In all cases the system’s ability to make services more flexible to balance capacity and demand is crucial.
All parts of the system should collaborate effectively to improve the flow of patients through the system. Performance will be affected by adversarial or strained relationships, unnecessary resistance between departments, or commissioners and providers attempting to exploit the payment system for their own purposes. It is not clear which way the causality runs – poor performance leads to poor relationships, but the opposite may also be true.
Too much stress may have been put on incentives, governance, contracts and the machinery of management to the detriment of the effective operation of the urgent care system – shared leadership model is needed.
The model for commissioning emergency care has some significant problems. The introduction of clinical commissioning groups (CCGs) offers an opportunity for rethinking this, with providers given a stronger leadership role, accountability for delivering outcomes and more responsibility for determining the best methods for doing this. Commissioners’ focus should be much more on outcomes, setting clear objectives and bringing the system together. Commissioning emergency care should shift from an adversarial approach, with significant micro-management by commissioners, to one based on oversight, scrutiny and challenge.
There needs to be a much better understanding of the capacity of different parts of the system and how patients flow through it. The data currently used to manage the system is not fit for purpose. It is entirely retrospective, does not provide a comprehensive view of the capacity of the system, and fails to capture a number of important aspects of how it is performing for patients.
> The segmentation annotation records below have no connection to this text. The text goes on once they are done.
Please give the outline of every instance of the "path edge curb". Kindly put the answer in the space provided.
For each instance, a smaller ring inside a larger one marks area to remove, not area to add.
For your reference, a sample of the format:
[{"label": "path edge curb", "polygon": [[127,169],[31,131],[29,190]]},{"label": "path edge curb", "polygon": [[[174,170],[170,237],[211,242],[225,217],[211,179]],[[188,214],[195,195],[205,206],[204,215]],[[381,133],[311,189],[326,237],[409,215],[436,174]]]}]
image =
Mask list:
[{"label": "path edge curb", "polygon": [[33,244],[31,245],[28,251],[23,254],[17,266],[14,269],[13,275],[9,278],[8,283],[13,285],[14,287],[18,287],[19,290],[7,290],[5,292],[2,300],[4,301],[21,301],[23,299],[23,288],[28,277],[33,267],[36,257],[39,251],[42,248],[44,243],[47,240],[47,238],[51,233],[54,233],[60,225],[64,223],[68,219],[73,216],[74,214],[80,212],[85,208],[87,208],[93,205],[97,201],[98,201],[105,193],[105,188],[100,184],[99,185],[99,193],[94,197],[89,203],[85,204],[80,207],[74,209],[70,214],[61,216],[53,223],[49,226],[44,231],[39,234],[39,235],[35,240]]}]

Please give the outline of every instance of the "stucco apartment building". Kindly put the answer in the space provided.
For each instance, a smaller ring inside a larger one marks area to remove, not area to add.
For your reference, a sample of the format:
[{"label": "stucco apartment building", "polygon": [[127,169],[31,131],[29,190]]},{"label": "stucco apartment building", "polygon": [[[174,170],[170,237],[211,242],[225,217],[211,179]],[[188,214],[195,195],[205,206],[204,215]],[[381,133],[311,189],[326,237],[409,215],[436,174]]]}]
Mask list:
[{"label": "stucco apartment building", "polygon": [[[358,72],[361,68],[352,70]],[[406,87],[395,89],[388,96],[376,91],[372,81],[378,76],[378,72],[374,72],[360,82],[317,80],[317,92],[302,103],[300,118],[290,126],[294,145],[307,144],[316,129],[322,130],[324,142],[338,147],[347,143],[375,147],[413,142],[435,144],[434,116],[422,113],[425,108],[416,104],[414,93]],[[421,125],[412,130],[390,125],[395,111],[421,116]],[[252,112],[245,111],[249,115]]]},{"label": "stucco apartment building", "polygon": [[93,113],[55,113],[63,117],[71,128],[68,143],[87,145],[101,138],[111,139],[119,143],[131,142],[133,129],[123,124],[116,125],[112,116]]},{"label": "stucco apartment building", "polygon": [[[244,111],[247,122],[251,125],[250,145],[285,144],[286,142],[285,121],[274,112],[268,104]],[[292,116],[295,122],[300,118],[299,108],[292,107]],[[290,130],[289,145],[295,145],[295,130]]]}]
Commissioners need to do more to capture broader indicators of the performance, including:
 – Proportion of patients with a length of stay greater than seven days.
 – Emergency readmissions to hospital.
 – Proportion of people dying in their usual place of residence.
 – Proportion of high-risk patients with a care plan.
 – Patient perceptions of the system.
 – Proportion of admissions for ambulatory care sensitive conditions.
These need to be combined with more forward-looking indicators used on a day-to-day basis, to map and manage the capacity of the system. It might be assumed that locally there is a shared understanding of this, but we frequently found there was nobody with a real time view of the whole system. Individual services made some predictions of where they need to prepare for spikes in demand but this was poorly co-ordinated. For example, there may not even be a common approach to how services escalate their responses to high levels of pressure.
It will be important to remember the fact that schemes to fix parts of a complex system may have a limited impact on flow through the whole system. Commissioners should tackle obstacles to the effective operation of the system and should promote the adoption of best practice. But, despite the pressure from above, it is not their job to dictate the detail of how to run services or attempt to micro-manage them. We have tried that – it doesn’t work.